MESAFENİ KORU

“Soğuk bir kış sabahı çok sayıda oklu kirpi, donmamak için birbirine bir hayli yaklaştı. Az sonra oklarının farkına vardılar ve ayrıldılar. Üşüyünce birbirlerine tekrar yaklaştılar. Oklar rahatsız edince yine uzaklaştılar. Soğuktan donmakla, batan okların acısı arasında gidip gelerek yaşadıkları ikilemi, aralarındaki uzaklık her iki acıya da tahammül edebilecekleri bir noktaya ulaşıncaya kadar sürdü. İnsanları bir araya getiren, iç dünyalarının boşluk ve tek düzeliğidir. Ters gelen özellikler ve tahammül edemedikleri hatalar onları birbirinden uzaklaştırır. Sonunda bir arada var olabilecekleri nezaket ve görgünün belirlediği ortak noktada buluşurlar. Bu uzaklıkta duramayanlara “keep your distance; mesafeni koru!” denir. Bu noktada çevrenin sıcaklığını hissetme arzusu kısmen karşılanır ama buna karşılık okların acısı hissedilmez. Kendi iç sıcaklığı çok yüksek olanlar ise ne sıkıntı vermek ne de sıkıntı çekmek için topluluklardan uzak durmayı tercih ederler.”

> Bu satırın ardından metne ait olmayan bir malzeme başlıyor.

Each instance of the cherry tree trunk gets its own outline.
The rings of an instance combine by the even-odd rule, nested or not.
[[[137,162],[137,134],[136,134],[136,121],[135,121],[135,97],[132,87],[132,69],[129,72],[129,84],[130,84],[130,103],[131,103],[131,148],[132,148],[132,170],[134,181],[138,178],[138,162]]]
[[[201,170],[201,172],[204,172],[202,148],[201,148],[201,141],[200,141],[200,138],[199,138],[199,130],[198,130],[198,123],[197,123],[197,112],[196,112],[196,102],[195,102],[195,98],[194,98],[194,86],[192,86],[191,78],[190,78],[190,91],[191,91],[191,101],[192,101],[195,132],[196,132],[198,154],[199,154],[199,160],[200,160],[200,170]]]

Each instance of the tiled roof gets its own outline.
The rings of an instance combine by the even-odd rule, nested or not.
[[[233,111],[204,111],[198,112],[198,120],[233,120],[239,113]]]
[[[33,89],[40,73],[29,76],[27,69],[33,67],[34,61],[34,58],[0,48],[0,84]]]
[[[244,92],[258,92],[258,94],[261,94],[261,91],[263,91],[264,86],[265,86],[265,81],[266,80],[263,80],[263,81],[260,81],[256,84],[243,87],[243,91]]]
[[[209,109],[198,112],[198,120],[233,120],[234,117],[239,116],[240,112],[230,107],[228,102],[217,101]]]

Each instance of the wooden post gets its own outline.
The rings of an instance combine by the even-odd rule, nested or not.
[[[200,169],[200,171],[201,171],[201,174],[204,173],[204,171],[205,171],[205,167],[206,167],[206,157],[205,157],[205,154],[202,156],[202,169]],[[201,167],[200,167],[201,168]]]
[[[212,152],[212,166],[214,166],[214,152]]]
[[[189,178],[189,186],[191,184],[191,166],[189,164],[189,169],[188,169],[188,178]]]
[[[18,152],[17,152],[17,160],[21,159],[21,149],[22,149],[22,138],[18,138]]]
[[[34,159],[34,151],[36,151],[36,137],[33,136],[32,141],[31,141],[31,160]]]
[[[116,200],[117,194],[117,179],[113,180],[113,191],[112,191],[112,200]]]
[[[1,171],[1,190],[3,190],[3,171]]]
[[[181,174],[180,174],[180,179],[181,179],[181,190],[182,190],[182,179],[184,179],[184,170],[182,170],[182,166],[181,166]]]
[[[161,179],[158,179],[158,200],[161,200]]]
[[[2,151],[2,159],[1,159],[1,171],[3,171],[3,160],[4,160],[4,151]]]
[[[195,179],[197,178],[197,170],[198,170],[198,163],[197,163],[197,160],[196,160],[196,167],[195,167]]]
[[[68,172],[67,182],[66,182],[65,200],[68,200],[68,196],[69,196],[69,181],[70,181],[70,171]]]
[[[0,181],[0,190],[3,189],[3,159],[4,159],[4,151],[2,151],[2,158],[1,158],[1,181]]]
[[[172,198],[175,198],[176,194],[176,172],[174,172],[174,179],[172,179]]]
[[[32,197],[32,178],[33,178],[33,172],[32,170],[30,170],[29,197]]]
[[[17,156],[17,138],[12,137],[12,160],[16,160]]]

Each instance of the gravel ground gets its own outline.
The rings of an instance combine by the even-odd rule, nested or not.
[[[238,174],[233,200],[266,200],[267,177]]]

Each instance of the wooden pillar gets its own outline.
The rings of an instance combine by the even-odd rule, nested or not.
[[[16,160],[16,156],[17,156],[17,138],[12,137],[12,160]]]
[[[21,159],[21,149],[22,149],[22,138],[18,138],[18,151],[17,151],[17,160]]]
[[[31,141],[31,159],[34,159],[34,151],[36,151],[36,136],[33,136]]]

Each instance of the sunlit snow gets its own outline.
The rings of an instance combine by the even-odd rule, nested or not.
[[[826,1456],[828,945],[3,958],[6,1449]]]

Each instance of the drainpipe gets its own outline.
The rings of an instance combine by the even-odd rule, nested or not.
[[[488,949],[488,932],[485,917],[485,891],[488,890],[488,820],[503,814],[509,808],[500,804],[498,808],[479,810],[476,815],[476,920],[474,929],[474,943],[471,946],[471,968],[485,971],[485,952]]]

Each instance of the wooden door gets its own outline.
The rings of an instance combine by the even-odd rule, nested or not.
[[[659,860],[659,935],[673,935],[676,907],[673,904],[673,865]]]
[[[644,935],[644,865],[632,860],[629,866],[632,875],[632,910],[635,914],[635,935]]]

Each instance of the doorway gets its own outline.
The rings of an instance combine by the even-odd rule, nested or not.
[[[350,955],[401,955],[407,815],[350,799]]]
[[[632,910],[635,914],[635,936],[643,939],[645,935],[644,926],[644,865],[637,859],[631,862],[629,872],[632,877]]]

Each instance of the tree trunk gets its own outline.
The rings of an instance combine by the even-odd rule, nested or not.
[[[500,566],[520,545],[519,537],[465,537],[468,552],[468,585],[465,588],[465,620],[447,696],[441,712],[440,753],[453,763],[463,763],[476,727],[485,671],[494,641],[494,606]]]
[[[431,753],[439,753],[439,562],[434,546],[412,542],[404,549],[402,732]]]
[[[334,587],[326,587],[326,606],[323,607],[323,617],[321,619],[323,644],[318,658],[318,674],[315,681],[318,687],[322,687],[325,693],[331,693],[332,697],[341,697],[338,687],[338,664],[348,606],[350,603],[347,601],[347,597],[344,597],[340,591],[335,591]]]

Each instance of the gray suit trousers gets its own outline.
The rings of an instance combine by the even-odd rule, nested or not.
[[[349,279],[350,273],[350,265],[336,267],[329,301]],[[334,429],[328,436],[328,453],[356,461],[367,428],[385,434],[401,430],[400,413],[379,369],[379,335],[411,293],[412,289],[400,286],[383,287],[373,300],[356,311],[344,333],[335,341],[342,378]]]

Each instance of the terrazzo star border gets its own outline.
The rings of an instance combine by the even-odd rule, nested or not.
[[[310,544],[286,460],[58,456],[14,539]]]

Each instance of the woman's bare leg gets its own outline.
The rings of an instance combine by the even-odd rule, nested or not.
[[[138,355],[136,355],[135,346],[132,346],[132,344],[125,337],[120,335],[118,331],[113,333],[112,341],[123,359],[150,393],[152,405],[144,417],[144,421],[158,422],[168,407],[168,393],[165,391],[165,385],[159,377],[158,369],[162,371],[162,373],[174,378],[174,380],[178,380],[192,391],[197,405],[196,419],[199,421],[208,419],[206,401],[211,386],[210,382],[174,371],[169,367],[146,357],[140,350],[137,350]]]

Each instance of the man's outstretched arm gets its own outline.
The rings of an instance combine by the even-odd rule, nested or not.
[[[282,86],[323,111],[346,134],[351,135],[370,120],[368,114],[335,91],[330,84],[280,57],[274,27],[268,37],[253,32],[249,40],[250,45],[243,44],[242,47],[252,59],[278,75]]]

Bu öğreti ömrünü, yaşamın anlamını sorgulamak üzere harcayan Arthur Schopenhauer’den. Gerçekleri, özellikle de acı gerçekleri görmeyi öğrendiğim filozoftur kendisi. Pembe gözlüklerimi elimden alan adamdır. Schopenhauer’un felsefesi hayattan, hayattaki  ve insanın içindeki kötülüklerden kurtulma çabası olarak değerlendirilebilir. Haksız da sayılmaz Schopenhauer. İnsanın içinde hep bir kötülük var. Düşünsenize kendi kendimize bile zarar vermiyor muyuz zaman zaman. Kendine bile zarar verebilen insanın, içindeki bencillik duygusuyla başkalarına zarar vermemesi mümkün mü? Bu yüzden Schopenhauer insanlardan uzak durmanın ya da mesafeli davranmanın kötülüklerden korunmanın en iyi yolu olduğunu düşünüyor.

Yanlış hatırlamıyorsam iki sene önce okumuştum bu oklu kirpi öğretisini. O zamandan bu yana yaşadıklarım bana Schopenhauer’ın ne kadar haklı olduğunu gösterdi. Evet, mesafesini koruyamayan acılarını koyunlar. Üzgünüm ama bu dünya böyle ilerliyor. Bizden önce de böyleydi sonra da böyle olacak. Ne kadar korunmaya çalışıyorsak o kadar da zarar veriyoruz. İstisnalar yaratıp mesafeleri aradan kaldırdığımızda okların acısıyla silkelenip daha kuvvetli zırhlar kuşanıyoruz. Öldürmeyen acılar güçlendiriyor ama güçlü olmak mutlu olmaya yetiyor mu, orası tartışılır. Batan okların acısını unuttuğumuzda yeni istisnalar yaratıyoruz hayatımızda. Mesafeyi korumayı unutuyoruz. Derken bir kısır döngü halinde yaşayarak sona geliyoruz.

Kısır döngünün sonuna geldiğinde yaralamış ve yara almış olmak istemiyorsan, mesafeni koru! Keep your distance!